Rewriting the Remembrance, from 7 November.
Okay, stop. This is all dialogue. They’re makin’ with the talky-talky. There’s no action, well, very little action, and most of this chapter has been and will be exposition. We need more action.
I like the conversation as-is, though and I don’t want to cut it (yet). I need to have the conversation interrupted by the arrival of the man who will become the Squirrel King. The Green will insist that Diane let go of her hold on the roots, so that they can do their job. She’ll take to the air in an effort to locate him, and Tim will search him out on the ground.
Tim will confront him, knock him to the ground, and start grilling him about why he’s been following him and his caravan since they came into the city.
“That flicker out of the corner of my eye that disappeared as soon as I noticed it, that was you! You distracted Devion when we were coming up on the grasses, too! Admit it!”
Diane’s going to get worried as Tim loses his cool. Then they’ll both get buffeted back by the wings of a green dragon who grabs the would-be Squirrel King in its claws and carries him off into the forest, but not before granting the caravans’ safe passage through her realm on their way east.
She should send along a message to Detroit. Something like “Come and find me, I’ll be waiting for you.” That will set up his later return, and traumatic discovery.

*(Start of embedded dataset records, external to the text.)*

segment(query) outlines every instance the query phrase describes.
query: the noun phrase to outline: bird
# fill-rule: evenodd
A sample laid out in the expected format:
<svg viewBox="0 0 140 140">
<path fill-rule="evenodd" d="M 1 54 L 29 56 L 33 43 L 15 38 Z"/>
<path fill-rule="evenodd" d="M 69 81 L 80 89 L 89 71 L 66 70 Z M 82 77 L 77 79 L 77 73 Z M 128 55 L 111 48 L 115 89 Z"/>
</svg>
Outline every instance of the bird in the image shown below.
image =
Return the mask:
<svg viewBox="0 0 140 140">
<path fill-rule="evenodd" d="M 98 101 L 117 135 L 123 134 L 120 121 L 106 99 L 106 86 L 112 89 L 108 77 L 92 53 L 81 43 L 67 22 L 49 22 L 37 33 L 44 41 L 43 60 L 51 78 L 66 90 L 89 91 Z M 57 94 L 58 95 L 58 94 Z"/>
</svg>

Also, the Green bringing the soon-to-be Squirrel King into the heart of the forest will be the mistake that allows him to wrest control of it away from her. If she wouldn’t have done that, he would have never gotten past the roots. Also, any punishment she enacts will be seen as justification for his later treatment of her. He won’t have done these things just for kicks any more, but to hurt her as she hurt him.
If it’s this easy to write about what I want to write, why is it such a pain in the ass to actually get it down? Why does the writing feel so forced when the stuff behind it feels solid, reasoned, and worked out?
Nikki said she could tell that Diane’s scenes in the beginning of Chapter 2 were hard for me to write. No doubt the same will be evident here. That means I’ll need to do an editing sweep after I add the new material in, to improve the flow and massage out that hard-to-write feeling, assuming that I can properly identify it.
Is having Nikki edit with a limited number of passes increasing the pressure to get it right the first time, and removing the permission I’ve given myself to write crap? I don’t think so, but even if it was, giving it a pass myself before I hand it off to her will mitigate that.